Tuesday, March 15, 2011

Frequency of severe weather in Edinburgh

Like many organisations, public and private, Edinburgh Council is putting its mind to how best it can prepare for future winter emergencies.  The Policy and Strategy Committee has set up a project to undertake a fundamental review of  preparedness, policies and practices.  The project is to report in Summer 2011 and is expected to cost between £50,000 and £100,000

It has identified twenty five issues for consideration and right at the top is
"What is the likelihood of more frequent severe weather (to be analysed using data from government sources)?"
 After the winter emergency of 2009/10 Edinburgh council commissioned a "lessons learned" report which considered a significant upgrading of equipment to increase road treatment upon threat of severe weather.  A January 2011 report noted these measures were rejected in the lessons learned report of May 2010.
"This view was clearly strongly influenced by the expert advice at the time which suggested
that such extreme conditions were unlikely to be repeated in the near future. As
stated earlier, these expectations are now being adjusted" (my emphasis).
The UK Government had also commissioned the Quarmby Report after 2009/10 winter. David Quarmby asked the question Edinburgh Council's winter emergency project are still asking.  Quarmby's reply from the Met Office advice he had received was:
"the probability of the next winter being severe is virtually unrelated to the fact of just having experienced two severe winters, and is still 1 in 20"
So we have now had three 'severe winters'. On that 1 in 20 basis the Met Office calculates the chance of three 'severe winters' in a row as being 1 in 8000!  Yet we have struck unlucky and the 1 in 8000 has befallen us.  In case you are wondering the chance of FOUR severe winters in a row, according to the Met Office,  is 1 in 160,000!

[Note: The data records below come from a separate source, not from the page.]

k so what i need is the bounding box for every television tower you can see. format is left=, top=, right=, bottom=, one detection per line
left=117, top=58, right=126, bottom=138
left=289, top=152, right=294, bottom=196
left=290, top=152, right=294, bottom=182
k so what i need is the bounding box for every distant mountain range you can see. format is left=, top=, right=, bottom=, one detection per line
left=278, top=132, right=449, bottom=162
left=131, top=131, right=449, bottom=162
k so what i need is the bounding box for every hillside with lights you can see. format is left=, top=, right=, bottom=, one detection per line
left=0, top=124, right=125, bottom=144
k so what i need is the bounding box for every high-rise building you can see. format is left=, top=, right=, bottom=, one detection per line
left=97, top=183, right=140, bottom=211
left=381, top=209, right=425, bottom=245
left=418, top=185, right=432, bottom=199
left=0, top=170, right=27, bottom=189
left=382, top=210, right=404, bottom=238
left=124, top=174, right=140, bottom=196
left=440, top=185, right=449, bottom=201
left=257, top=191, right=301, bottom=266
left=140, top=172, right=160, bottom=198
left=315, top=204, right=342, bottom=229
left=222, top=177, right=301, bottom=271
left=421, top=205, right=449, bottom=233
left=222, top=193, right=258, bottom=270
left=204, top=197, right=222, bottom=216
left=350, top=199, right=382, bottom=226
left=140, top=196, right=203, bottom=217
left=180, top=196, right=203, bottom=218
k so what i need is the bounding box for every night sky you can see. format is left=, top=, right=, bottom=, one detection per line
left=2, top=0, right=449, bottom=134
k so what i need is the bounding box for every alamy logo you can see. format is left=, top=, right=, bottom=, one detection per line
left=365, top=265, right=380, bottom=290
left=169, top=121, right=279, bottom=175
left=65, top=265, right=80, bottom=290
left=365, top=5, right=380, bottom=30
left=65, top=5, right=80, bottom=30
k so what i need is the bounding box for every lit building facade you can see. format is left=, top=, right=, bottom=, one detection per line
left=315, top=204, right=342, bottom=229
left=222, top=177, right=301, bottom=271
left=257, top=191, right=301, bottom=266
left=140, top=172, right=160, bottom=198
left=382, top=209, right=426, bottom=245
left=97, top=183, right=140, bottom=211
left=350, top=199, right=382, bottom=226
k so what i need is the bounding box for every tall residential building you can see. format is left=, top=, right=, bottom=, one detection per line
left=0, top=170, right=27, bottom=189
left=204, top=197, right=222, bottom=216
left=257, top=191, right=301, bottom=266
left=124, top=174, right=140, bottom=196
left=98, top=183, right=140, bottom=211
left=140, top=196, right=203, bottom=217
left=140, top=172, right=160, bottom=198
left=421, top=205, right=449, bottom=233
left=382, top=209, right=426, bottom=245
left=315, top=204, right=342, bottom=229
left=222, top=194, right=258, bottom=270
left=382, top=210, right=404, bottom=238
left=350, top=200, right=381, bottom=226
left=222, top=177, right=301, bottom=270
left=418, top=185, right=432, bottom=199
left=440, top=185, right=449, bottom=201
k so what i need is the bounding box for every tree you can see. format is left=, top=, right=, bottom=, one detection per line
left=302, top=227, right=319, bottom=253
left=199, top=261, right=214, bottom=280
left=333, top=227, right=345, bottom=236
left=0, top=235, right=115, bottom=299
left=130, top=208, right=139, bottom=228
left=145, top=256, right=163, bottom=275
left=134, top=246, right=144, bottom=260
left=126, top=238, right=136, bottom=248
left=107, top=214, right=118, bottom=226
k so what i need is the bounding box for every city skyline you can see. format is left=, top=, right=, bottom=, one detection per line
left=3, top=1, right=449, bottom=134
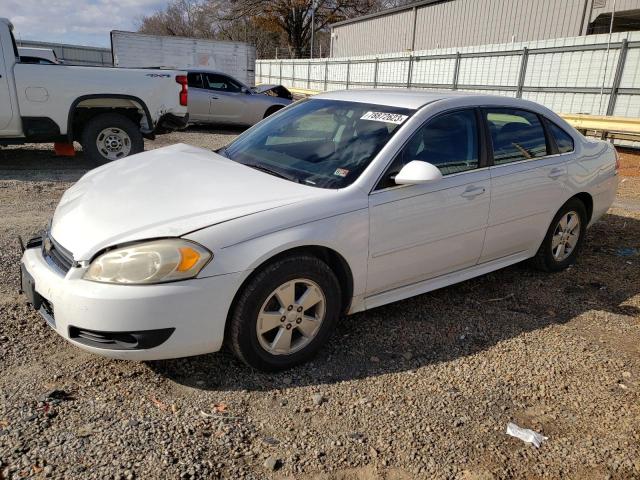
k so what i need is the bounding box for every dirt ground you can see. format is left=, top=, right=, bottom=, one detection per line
left=0, top=133, right=639, bottom=480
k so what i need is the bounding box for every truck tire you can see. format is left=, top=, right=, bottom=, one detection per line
left=81, top=113, right=144, bottom=164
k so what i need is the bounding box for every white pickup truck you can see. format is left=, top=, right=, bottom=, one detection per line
left=0, top=18, right=189, bottom=163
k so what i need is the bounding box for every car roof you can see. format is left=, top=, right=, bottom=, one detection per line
left=313, top=89, right=519, bottom=110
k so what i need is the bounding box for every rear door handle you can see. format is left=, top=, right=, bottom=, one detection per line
left=211, top=96, right=219, bottom=100
left=461, top=186, right=486, bottom=199
left=548, top=168, right=565, bottom=179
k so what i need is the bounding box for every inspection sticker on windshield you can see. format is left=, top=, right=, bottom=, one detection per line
left=360, top=111, right=408, bottom=124
left=334, top=168, right=349, bottom=178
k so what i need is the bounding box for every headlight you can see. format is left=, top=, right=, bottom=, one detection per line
left=83, top=239, right=212, bottom=285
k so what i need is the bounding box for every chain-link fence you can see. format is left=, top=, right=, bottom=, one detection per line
left=256, top=31, right=640, bottom=118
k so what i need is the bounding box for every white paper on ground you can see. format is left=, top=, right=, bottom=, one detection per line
left=506, top=422, right=548, bottom=448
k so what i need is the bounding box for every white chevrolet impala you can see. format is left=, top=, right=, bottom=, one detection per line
left=20, top=90, right=619, bottom=370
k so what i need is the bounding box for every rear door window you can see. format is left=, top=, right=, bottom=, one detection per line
left=485, top=109, right=549, bottom=165
left=547, top=121, right=575, bottom=154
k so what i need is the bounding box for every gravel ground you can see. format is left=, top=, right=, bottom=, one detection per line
left=1, top=132, right=639, bottom=480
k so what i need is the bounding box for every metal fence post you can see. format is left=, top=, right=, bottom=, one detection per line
left=406, top=55, right=413, bottom=88
left=606, top=39, right=629, bottom=116
left=373, top=58, right=379, bottom=88
left=324, top=60, right=329, bottom=91
left=307, top=61, right=311, bottom=90
left=292, top=61, right=296, bottom=87
left=516, top=47, right=529, bottom=98
left=345, top=61, right=350, bottom=89
left=452, top=52, right=461, bottom=90
left=279, top=61, right=283, bottom=85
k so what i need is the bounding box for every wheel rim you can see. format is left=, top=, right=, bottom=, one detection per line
left=551, top=211, right=581, bottom=262
left=96, top=127, right=131, bottom=160
left=256, top=278, right=326, bottom=356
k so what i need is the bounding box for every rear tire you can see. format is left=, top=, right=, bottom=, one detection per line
left=533, top=198, right=588, bottom=272
left=227, top=255, right=341, bottom=371
left=263, top=106, right=284, bottom=119
left=80, top=113, right=144, bottom=164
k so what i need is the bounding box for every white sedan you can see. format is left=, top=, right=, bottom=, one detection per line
left=20, top=90, right=619, bottom=370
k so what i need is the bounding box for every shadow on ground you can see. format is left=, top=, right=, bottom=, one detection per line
left=149, top=211, right=640, bottom=392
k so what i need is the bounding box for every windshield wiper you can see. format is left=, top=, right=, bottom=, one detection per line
left=244, top=163, right=301, bottom=183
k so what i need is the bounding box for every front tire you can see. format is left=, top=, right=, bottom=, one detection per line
left=81, top=113, right=144, bottom=164
left=227, top=255, right=341, bottom=371
left=533, top=198, right=588, bottom=272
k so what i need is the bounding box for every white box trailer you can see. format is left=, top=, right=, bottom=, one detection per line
left=111, top=31, right=256, bottom=86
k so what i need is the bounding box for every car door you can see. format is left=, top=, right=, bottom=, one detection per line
left=187, top=72, right=211, bottom=123
left=367, top=109, right=491, bottom=296
left=205, top=73, right=249, bottom=124
left=479, top=108, right=571, bottom=262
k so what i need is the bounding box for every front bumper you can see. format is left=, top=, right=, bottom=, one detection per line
left=20, top=244, right=244, bottom=361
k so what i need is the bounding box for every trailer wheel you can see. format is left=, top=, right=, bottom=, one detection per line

The Met Office had just spent a lot of money on a supercomputer to improve standard weather forecasting and climate change predictions. And it is asking for more as is shown in this 2011 submission to parliament:
"19. The extent and speed of this development (better forecasting) is of course dependent on the availability of resources – particularly in supercomputing power to enable modelling to incorporate new science and understanding."
The Met Office has form for predicting warmer temperatures than we experience as shown in this post last December.

Memo to Edinburgh Council's winter preparedness review:
"Don't spend too much time on that first question about the likelihood of more frequent severe weather.  At least not from the Government's Met Office!"